İnandın sahiden, inandın ya

Gel gel yaklaş, kaçma bir hikayem var. Dinle ya da bak bomboş etrafına ben anlamam farkını, otur sessizce bak arada gözlerime. Sıkıcıdır anlatacaklarım, aralara şakalar serperim seversem seni, dilinden konuşmayı da bilirim elbet ölmedik daha. Ah manolyamı anlatacağım sana en başta, kızımı, çiçeklerimizi. Yangın kokan evimizi, kızımın yaktığı evimizi.

Seni seçtim bir nedeni yokken, savrulur gördüm avare. Önemsemezdim aslında fakat kıyamadım mı, niye? Bilmiyorum.

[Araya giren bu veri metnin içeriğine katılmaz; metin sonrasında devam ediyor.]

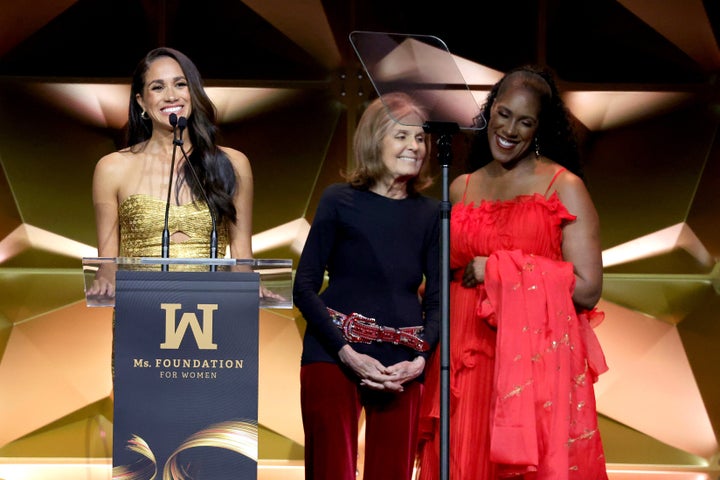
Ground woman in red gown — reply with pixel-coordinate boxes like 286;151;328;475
418;67;607;480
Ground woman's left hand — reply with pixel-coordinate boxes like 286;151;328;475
360;357;425;393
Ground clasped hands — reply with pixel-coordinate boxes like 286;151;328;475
339;345;425;393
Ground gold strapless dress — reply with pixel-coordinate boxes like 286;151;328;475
118;194;228;258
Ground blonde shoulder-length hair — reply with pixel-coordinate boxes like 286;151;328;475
345;92;433;195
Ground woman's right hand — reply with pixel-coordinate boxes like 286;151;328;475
338;345;402;391
85;263;117;298
462;257;487;288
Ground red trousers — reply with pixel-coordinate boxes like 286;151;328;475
300;363;423;480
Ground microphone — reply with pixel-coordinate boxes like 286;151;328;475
162;113;178;271
173;114;218;258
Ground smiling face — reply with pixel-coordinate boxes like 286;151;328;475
380;114;427;185
135;57;192;128
487;85;540;164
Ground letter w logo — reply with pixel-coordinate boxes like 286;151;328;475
160;303;218;350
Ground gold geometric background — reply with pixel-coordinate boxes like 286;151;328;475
0;0;720;479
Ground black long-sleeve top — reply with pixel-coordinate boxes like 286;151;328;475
293;183;440;365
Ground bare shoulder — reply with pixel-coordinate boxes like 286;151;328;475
554;166;595;215
95;150;132;178
219;147;252;177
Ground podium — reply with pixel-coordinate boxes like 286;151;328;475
83;257;292;480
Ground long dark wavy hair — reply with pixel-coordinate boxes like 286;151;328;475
467;65;583;178
126;47;238;224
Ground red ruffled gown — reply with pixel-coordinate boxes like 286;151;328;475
418;187;607;480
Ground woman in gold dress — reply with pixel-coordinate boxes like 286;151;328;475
90;48;253;295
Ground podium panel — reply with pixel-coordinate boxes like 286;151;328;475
113;270;260;480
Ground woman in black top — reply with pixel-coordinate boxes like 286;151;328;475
294;94;440;480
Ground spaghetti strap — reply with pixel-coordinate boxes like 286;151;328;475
462;173;470;203
544;167;567;197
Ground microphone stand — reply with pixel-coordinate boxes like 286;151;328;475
162;113;178;272
173;117;218;272
423;118;460;480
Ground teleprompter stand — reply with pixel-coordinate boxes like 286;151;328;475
350;31;485;480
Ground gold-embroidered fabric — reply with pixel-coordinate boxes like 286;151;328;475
118;194;228;258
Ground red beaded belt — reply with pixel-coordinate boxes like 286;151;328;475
328;307;430;352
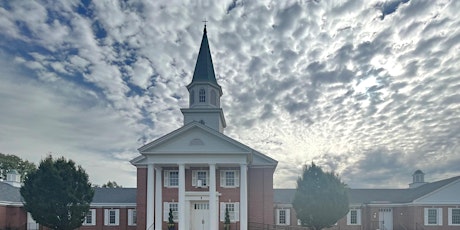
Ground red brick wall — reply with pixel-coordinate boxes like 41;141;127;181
248;168;275;224
136;167;147;229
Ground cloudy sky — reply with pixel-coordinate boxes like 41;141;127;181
0;0;460;188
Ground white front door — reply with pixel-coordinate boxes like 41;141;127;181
379;208;393;230
190;202;209;230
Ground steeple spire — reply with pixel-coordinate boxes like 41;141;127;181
190;24;220;88
181;25;227;132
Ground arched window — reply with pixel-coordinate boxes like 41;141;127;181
190;90;195;104
198;89;206;102
211;90;217;105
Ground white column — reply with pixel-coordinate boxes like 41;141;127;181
240;164;248;230
209;164;219;229
155;167;163;230
145;164;155;230
178;164;186;230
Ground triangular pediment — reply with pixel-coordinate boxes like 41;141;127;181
131;122;278;166
139;122;252;155
414;177;460;204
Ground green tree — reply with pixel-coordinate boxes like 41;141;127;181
0;153;37;181
20;156;94;230
102;181;122;188
292;163;348;230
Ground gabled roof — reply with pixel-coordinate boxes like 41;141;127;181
274;176;460;204
0;182;137;206
91;188;137;204
189;26;220;88
131;121;278;166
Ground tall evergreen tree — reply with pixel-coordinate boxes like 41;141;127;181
292;163;348;230
20;156;94;230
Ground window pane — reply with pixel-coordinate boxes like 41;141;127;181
225;203;235;221
109;210;115;224
196;171;207;186
225;171;235;186
279;209;286;224
350;210;358;224
169;171;179;186
452;208;460;224
198;89;206;102
428;209;438;224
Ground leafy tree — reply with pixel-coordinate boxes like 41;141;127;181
102;181;122;188
20;156;94;230
292;163;348;230
0;153;37;181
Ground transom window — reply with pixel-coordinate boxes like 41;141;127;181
425;208;442;225
220;202;240;222
225;171;235;186
428;209;438;224
449;208;460;225
196;171;207;186
220;170;240;188
163;202;179;222
278;209;286;224
164;170;179;187
198;89;206;102
350;210;358;224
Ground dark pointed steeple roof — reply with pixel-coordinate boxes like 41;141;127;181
190;25;220;87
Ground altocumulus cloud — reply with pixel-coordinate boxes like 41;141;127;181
0;0;460;187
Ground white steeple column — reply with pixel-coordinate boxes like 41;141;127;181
240;164;248;230
209;164;219;229
178;164;186;230
145;164;154;230
155;167;163;230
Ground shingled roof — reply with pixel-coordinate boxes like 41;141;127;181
273;176;460;204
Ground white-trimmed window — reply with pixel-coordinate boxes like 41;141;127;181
276;208;291;225
192;170;209;187
128;208;137;226
425;208;442;225
190;90;195;104
163;170;179;187
163;202;179;222
104;209;120;226
449;208;460;226
220;202;240;222
198;89;206;102
347;209;361;225
83;208;96;226
220;170;240;188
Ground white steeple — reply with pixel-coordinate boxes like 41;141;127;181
181;25;226;132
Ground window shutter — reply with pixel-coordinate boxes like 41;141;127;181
285;209;291;225
163;202;169;222
234;202;240;221
235;170;240;187
437;208;442;225
356;209;361;225
220;202;225;222
163;170;169;187
192;170;196;186
275;209;280;225
220;170;225;187
115;209;120;225
424;208;428;225
91;209;96;225
104;209;109;225
347;210;351;225
128;209;134;225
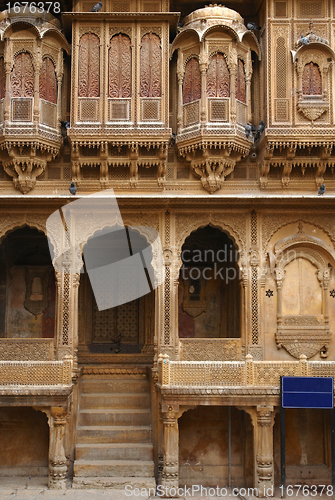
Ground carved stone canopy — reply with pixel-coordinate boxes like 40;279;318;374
270;231;333;358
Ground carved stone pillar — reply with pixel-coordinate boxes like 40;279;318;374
199;50;208;123
34;41;42;126
4;39;13;127
57;51;64;125
49;406;68;489
275;268;285;325
254;406;274;498
160;404;179;498
55;271;80;365
230;62;236;123
177;49;184;134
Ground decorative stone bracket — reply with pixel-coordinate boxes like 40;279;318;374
3;146;54;194
186;148;242;194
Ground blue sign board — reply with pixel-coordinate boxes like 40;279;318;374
281;377;334;409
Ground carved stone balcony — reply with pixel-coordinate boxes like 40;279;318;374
171;5;260;193
158;354;335;396
0;11;70;193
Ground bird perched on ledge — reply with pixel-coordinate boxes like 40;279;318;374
91;2;102;12
318;184;326;196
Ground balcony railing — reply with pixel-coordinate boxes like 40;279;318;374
0;357;73;389
158;354;335;389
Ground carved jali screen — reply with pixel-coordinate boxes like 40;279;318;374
140;33;162;97
10;52;34;97
0;57;6;99
40;57;57;104
93;299;139;344
78;33;100;97
302;62;322;95
183;57;201;104
206;53;229;97
108;33;131;97
235;59;246;104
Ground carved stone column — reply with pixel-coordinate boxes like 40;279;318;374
160;404;179;498
49;406;68;489
57;51;64;125
177;49;184;134
4;39;13;127
254;406;274;498
199;44;208;123
229;57;237;123
34;40;42;126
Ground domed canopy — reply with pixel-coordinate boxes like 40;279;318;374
184;4;243;27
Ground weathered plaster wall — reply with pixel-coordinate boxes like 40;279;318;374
274;408;331;485
179;406;253;486
0;407;49;475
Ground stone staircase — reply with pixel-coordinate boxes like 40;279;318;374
72;373;156;489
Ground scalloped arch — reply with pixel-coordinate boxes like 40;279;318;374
291;42;335;63
176;216;244;264
264;217;335;253
0;219;47;245
1;19;42;40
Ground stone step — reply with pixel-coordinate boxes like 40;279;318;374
80;393;150;410
76;443;153;460
78;408;151;426
74;460;154;477
80;378;149;394
72;477;156;490
77;425;151;444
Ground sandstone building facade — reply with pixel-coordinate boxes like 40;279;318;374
0;0;335;496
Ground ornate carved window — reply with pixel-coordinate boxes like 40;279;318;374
108;33;131;97
183;57;201;104
40;57;57;104
0;57;6;99
206;53;230;97
78;33;100;97
302;62;322;95
235;59;246;104
10;52;34;97
140;33;162;97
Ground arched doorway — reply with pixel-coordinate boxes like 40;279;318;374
0;226;56;338
178;226;241;339
79;227;155;362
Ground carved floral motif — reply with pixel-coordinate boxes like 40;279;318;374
183;57;201;104
39;57;57;104
78;33;100;97
235;59;246;104
140;33;162;97
207;53;230;97
0;57;6;99
108;33;131;98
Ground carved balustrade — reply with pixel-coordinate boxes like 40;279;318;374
171;5;260;193
0;356;73;391
0;10;70;194
158;354;335;388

Dolu ve de boş bir ömrüm, ben olsam dönüp de izlemek ister miyim, fark etmez inan. Uçtum da koştum çayır çimene, dizlerimin üstüne düştüm, dizlerim hep yara bere. Hazır oturmuşken yerlere, döndüm yüzümü gökteki güneşe, aya ve tüm tanrılara. Neye inandıysam bu yaşımda, sırtımı döndüm yavaşça ve teker teker hepsine. İnsan, insan, insan bu.

Ve aslında anlatacağımı vaat ettiklerim varya, hepsi fasa ve de fiso. Sade bir ömür içinden çıktığım. Gözlerimi henüz kapamadım, açmaya değer bulamıyorum. Kaptırdım kendimi, telefonumu çaldırdım. Bir bak bakalım uçtum mu ben saklandım mı, kalbim mi kırıldı ve de yoksa korktum mu devam etmeye? Ben sormam hislerimi hiç kendime, düz ve yalansız bazen küçük eğlencelerle ve akşamın sonunu noktalarım takma dişlerimle. Çok dost gördüm, çok yalancı. Bilge olmadım yaşadım diye tüm bu seneleri ve eremedim doğrunun özüne. Sana derdim ya avare, şimdi dön de bir bak bana ve tükür yüzüme. Bekledin değil mi, peri masalının kahramanıymışım gibi bir hikaye, hadi oradan. Ne bana diyecek bir söz ne sana gidecek bir yer var.

Ve iyi ki dinledin beni, uzun da değil öyle sıkılmadın görüyorum ya. Anlamadın, ve çünkü anlatmadım bilmeni istemediklerimi. Çok şey söyledim de ulaştırmadım sana. Kızım aslında yaptı filmimi, evimi yakan kızım hani. Bu havalarda izle, kışın izle, sonbaharda ya da. Güldüğünde bana, hatırla satırlarını adını bile bilmediğim, benim ağzımdan bu yazıyı yazanın.